While Lucy is embroiled in her burgeoning romance, her children are left to fend for themselves, to fall in with the “wrong crowd,” and almost end up undead. The underlying moral of The Lost Boys is revealed: Lucy’s “irresponsible [i.e. independent] sexuality” (Auerbach, 1995, p. 168) brings danger to the lives of her children. According to the metaphor of Max and his vampires, only “a sheltering family headed by the right patriarch” (Auerback, 1995, p. 180) can restore the correct balance disturbed by Lucy’s misguided attempts at female independence. This was a viewpoint characteristic of the Reagan era during which the film was made, a period during which the ruling class sought desperately (and to some measure, successfully) to re-assemble previously dominant social structures that were partially deconstructed during the cultural revolutions of the 1960’s and 70’s. Prominent among these was the default nuclear family, as evidenced by the rise of the “Religious Right” and their emphasis on “family values.” Family, under this rubric, was narrowly defined as a married mother and father and their children.

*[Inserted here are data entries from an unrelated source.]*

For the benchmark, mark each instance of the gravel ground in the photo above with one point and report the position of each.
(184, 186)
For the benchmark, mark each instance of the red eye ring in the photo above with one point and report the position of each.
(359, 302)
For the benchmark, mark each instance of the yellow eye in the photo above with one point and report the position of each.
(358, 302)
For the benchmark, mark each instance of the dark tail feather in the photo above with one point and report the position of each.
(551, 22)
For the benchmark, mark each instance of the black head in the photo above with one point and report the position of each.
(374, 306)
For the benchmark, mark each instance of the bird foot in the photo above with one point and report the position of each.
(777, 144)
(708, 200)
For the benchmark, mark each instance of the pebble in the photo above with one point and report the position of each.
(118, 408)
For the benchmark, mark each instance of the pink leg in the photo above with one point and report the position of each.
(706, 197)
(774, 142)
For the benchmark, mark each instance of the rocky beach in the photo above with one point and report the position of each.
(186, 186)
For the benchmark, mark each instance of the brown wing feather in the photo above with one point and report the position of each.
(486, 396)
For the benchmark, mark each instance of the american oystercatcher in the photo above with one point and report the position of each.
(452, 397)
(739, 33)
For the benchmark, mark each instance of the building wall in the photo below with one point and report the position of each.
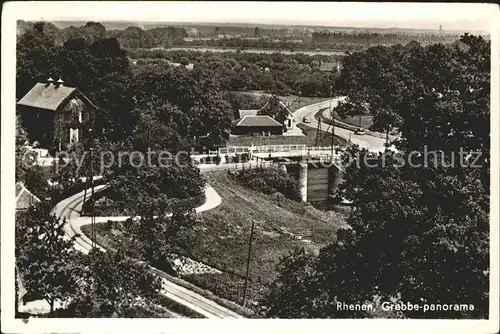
(39, 125)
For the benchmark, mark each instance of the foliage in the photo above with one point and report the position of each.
(269, 181)
(189, 102)
(44, 254)
(35, 180)
(275, 109)
(110, 285)
(274, 73)
(425, 215)
(292, 294)
(20, 150)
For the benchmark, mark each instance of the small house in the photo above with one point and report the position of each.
(24, 198)
(55, 115)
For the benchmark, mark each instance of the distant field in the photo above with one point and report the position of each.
(309, 139)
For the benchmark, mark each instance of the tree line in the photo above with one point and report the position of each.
(418, 233)
(276, 73)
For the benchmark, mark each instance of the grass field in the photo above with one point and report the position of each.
(222, 236)
(309, 139)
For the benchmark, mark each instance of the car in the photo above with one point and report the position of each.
(359, 131)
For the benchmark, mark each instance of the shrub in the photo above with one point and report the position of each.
(269, 181)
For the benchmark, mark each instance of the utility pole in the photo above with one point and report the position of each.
(248, 264)
(333, 119)
(92, 195)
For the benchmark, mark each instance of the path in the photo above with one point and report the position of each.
(70, 209)
(369, 142)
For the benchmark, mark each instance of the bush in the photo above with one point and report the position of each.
(269, 181)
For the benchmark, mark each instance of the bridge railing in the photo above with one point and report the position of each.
(270, 149)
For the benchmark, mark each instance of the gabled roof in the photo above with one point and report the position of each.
(260, 120)
(327, 67)
(248, 112)
(50, 97)
(24, 198)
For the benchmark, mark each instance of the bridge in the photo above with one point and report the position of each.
(318, 169)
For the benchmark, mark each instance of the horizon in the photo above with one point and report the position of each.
(415, 16)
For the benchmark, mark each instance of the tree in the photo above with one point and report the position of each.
(292, 293)
(109, 285)
(43, 253)
(36, 55)
(36, 181)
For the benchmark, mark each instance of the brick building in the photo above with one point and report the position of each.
(55, 115)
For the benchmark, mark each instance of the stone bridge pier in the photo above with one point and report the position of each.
(317, 181)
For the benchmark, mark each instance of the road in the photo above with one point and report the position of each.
(366, 141)
(70, 210)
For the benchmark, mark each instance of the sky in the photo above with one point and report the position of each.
(452, 16)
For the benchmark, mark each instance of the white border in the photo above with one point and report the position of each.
(108, 11)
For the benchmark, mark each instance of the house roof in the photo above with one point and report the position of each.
(260, 120)
(49, 97)
(327, 67)
(248, 112)
(24, 198)
(281, 104)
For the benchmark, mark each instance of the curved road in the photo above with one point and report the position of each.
(371, 143)
(70, 208)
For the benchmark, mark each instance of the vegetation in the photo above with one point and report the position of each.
(273, 73)
(309, 139)
(44, 254)
(427, 222)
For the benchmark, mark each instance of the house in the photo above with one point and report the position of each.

Weist’s divorced single mother, Lucy, is a metaphor for the “new”, independent woman of that period. The film portrays her as a threat to her own children by neglect as a result. By pursuing her own selfish agenda at their expense, she also poses a danger, ultimately, to the fabric of the family and society itself. In the end, although Lucy and her family evade the clutches of the patriarchal Max, it is only through the enterprise of her father – a symbolic reassertion of the primacy of the paternal home, the only proper alternative to marriage – that they survive. Lucy is still not left in charge of her own romantic, sexual, or parental destiny, but is instead rescued and directed by a series of men.
Although The Lost Boys appears, on the surface, just another slick teen horror flick, it is actually a metaphorical celebration of the triumph of patriarchy over the independent woman. A morality tale meant to warn all those “superwomen” of the 1980’s, who insisted on “having it all,” against their dangerous path toward family destruction.
In the end, the men are the heroes of The Lost Boys. Only males act in the film’s events. Lucy is little more than a backdrop, the reason why all the bad things happen. She is passive, and has events acted upon her and her family because of her irresponsible decisions: first to divorce, then to move to Santa Carla, and finally to accept the suit of a monster, Max. As the passive, selfish female victim, Lucy must be saved by the active men and their selfless dedication to their family.
Lucy is the stereotypical “bad mother” of film cast in a 1980’s mold with a dash of vampire theatrics thrown in for dramatic spice. Whatever the packaging, the message is the same: if a woman seeks fulfillment outside the traditional family unit, she is doomed to misery, and puts her entire family and the very fabric of patriarchal society at risk by doing so. Dating the wrong man takes on a whole new meaning in The Lost Boys!